Per-connection tcp_retries2 and RFC 1122 compliance

netdev.vger.kernel.org archive mirror
 help / color / mirror / Atom feed

* Per-connection tcp_retries2 and RFC 1122 compliance
@ 2015-02-02 21:05 John Eckersberg
  2015-02-03 14:50 ` Neal Cardwell
  0 siblings, 1 reply; 4+ messages in thread
From: John Eckersberg @ 2015-02-02 21:05 UTC (permalink / raw)
  To: netdev

Greetings,

RFC 1122, section 4.2.3.5 "TCP Connection Failures", states:

  (d)  An application MUST be able to set the value for R2 for
       a particular connection.  For example, an interactive
       application might set R2 to "infinity," giving the user
       control over when to disconnect.

The R2 value referenced above is implemented as the tcp_retries2 sysctl.
However it seems that the only way to tune that value is via the global
sysctl knob.  In other words, there is no provided way to set it only
for a particular connection as RFC 1122 requires.

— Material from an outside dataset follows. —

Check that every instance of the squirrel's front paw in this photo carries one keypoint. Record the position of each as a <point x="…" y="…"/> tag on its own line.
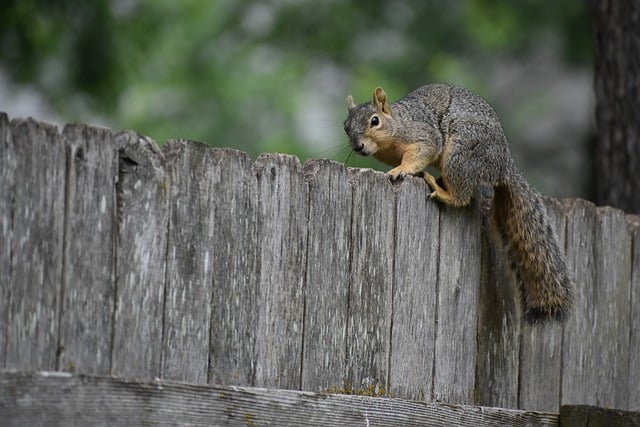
<point x="396" y="174"/>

Could someone confirm that this is a legitimate bug/deficiency?  Or am I
just missing something?  If this is a real bug, I would be willing to
put a patch together to fix it although I will probably require some
handholding (this would be my first contribution to the kernel).

Thanks,
John

^ permalink raw reply	[flat|nested] 4+ messages in thread

* Re: Per-connection tcp_retries2 and RFC 1122 compliance
  2015-02-02 21:05 Per-connection tcp_retries2 and RFC 1122 compliance John Eckersberg
@ 2015-02-03 14:50 ` Neal Cardwell
  2015-02-03 18:11   ` John Eckersberg
  0 siblings, 1 reply; 4+ messages in thread
From: Neal Cardwell @ 2015-02-03 14:50 UTC (permalink / raw)
  To: John Eckersberg; +Cc: Netdev

On Mon, Feb 2, 2015 at 4:05 PM, John Eckersberg <jeckersb@redhat.com> wrote:
> Greetings,
>
> RFC 1122, section 4.2.3.5 "TCP Connection Failures", states:
>
>   (d)  An application MUST be able to set the value for R2 for
>        a particular connection.  For example, an interactive
>        application might set R2 to "infinity," giving the user
>        control over when to disconnect.
>
> The R2 value referenced above is implemented as the tcp_retries2 sysctl.
> However it seems that the only way to tune that value is via the global
> sysctl knob.  In other words, there is no provided way to set it only
> for a particular connection as RFC 1122 requires.
>
> Could someone confirm that this is a legitimate bug/deficiency?  Or am I
> just missing something?

I believe the functionality you are looking  for is the
TCP_USER_TIMEOUT socket option:

commit dca43c75e7e545694a9dd6288553f55c53e2a3a3
Author: Jerry Chu <hkchu@google.com>
Date:   Fri Aug 27 19:13:28 2010 +0000

    tcp: Add TCP_USER_TIMEOUT socket option.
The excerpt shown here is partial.